There are obviously some caveats to this - for example, an 85-year-old man definitely has a greater than 10pc risk of a cardiac event but that does not mean he will be getting new tablets if he is doing well. There will always be an element of tailoring around prescriptions as guidelines are, and will always be, only a guide.
The statin I generally prescribe in the first instance atorvastatin. It is cheap, very well tolerated and extensively studied. Statins were initially very expensive but, as their patents expire, price has plummeted as generic versions are released. Generic medication is just as effective as brand medication.
I may alter the dose or type of statin depending on how a patient's lipids levels change or based on their reaction to the medicine.
For the very small minority who suffer with muscle soreness, I may either reduce the dose or change to another type which generally resolves any issues.
Occasionally I may add a second lipid-lowering drug if serum levels of cholesterol and triglycerides remain high, especially in high risk groups such as diabetics, smokers and those with established cardiovascular disease or a family history of early cardiac death.
Statins are a great medication. They have undoubtedly saved many lives and in my opinion the recent controversies have been considerably overplayed.
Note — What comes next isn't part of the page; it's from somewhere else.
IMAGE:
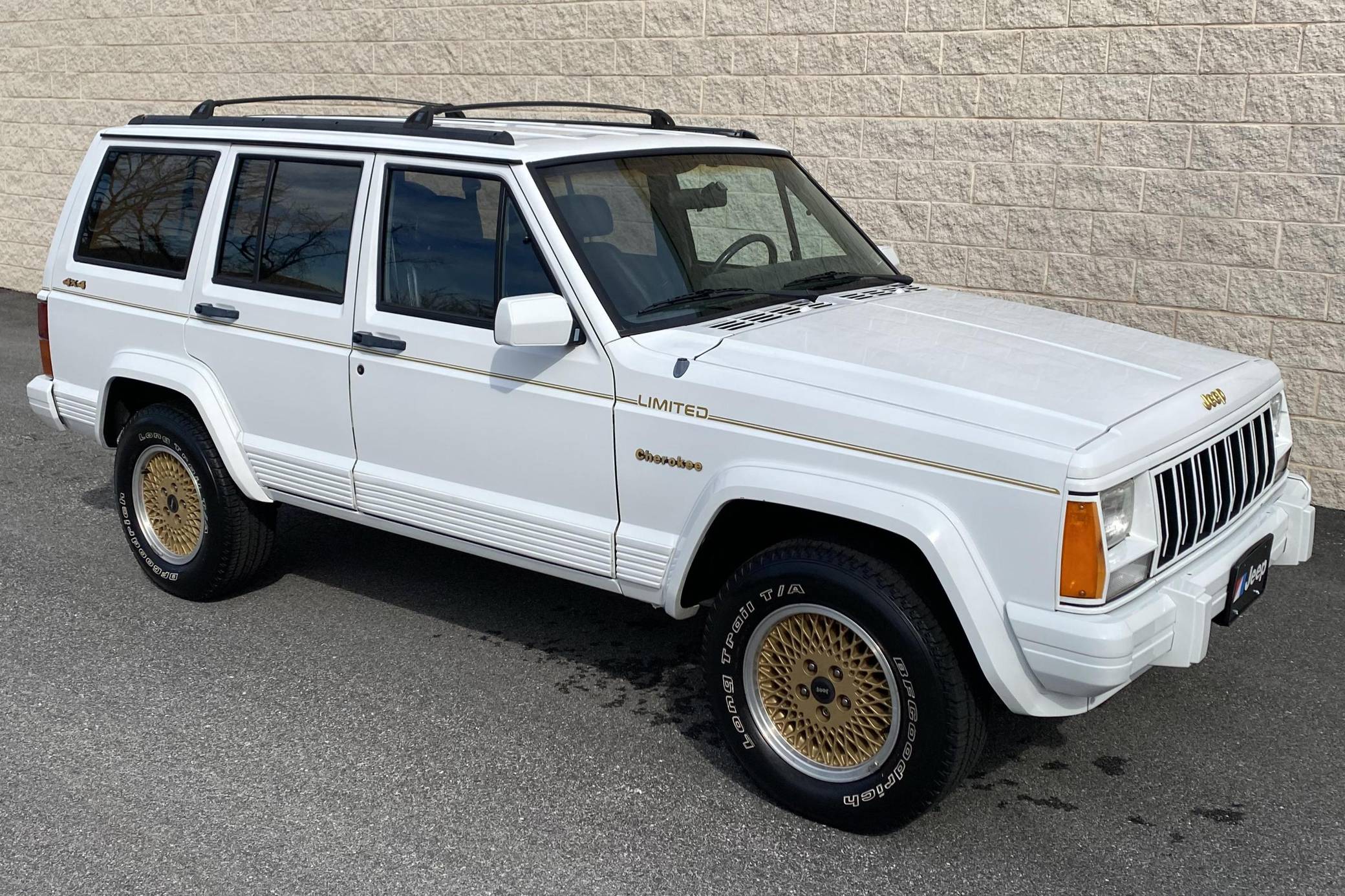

However, no matter how beneficial statins are, they cannot substitute for healthy lifestyle habits. Every patient of mine with high cholesterol will get dietary advice and strong motivation to start exercising regularly. Heart health is about more than just a doctor writing a prescription and a patient taking a tablet.
Lifestyle changes, in my mind, will always be the priority for managing cardiovascular disease. For example, there is no tablet in the world that will increase your lifespan as much as simply stopping smoking.
When doctor prescribes you a statin, it is because they believe there is a strong possibility of you having a stroke or heart attack in the next 10 years.
So, when you are handed that prescription, ask yourself "Why am I at risk of heart disease?", and, "What else can I do to prevent it?"